Sir Ambrose, having tenderly dusted off his Granny’s face with an antimacassar, leaned her against the wall and poured out a stiff brandy. Mrs. Midas-White snatched it from his hand and pushed it at Professor Plumb.
“Drink that and pull yourself together.”
Colonel Muster dragged Professor Jones into the room and flung him at the sofa. “Explain yourself, sir.”
“He stole my trunk. He gave it to Baron Bodmin to find the Eye of Africa. That was my research.” Jones pointed dramatically at the trunk. “It’s all in there. It was with the baron when he drowned.”
Maddie frowned.
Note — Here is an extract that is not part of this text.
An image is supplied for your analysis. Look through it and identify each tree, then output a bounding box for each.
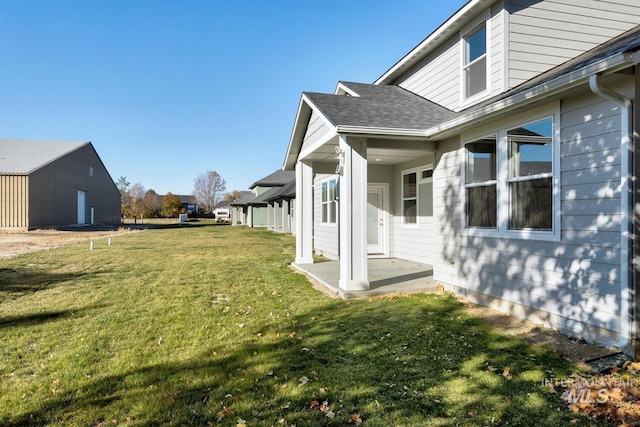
[193,171,227,213]
[162,193,185,218]
[115,176,131,215]
[224,190,242,201]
How had he retrieved the trunk from the coroner’s boathouse? How had he known it was there at all?
Jones rambled on. “All mine. When I saw the baron came ashore with a trunk, it was mine. I knew it.”
Of course, that image of the baron and the trunk had been in all the newspapers a week ago. Plenty of time for even a drunk American to find out where Cornwall was and get himself there. She hoped he had not shot anyone in stealing it back.
“Stole it, did you?” Colonel Muster abandoned his guard pose over Jones and slung the trunk up to his shoulder. “It’s evidence now. I’ll lock it up until the Coast Guard arrives to claim it.” He strode toward the hall door, danced a short minuet with Hercule Hornblower, who had belatedly decided to investigate the commotion, and headed for the stairs. Dashing up them two at a time, he vanished from Maddie’s line of sight amid the cobwebs and gloom of the upper flight.
Silence fell, thick as the settling dust. A movement near the shattered window could have been the wind touching the drapery, but it was Obie, looking in from the darkness, his eyebrows raised in a question. Maddie rolled her eyes back at him. She had not needed his help with the drunken gunman, and if she had, there would have been no time to send for him. And what were they to do with Jones? Lock him in a bedroom to sleep it off? Send for the Coast Guard to take him away?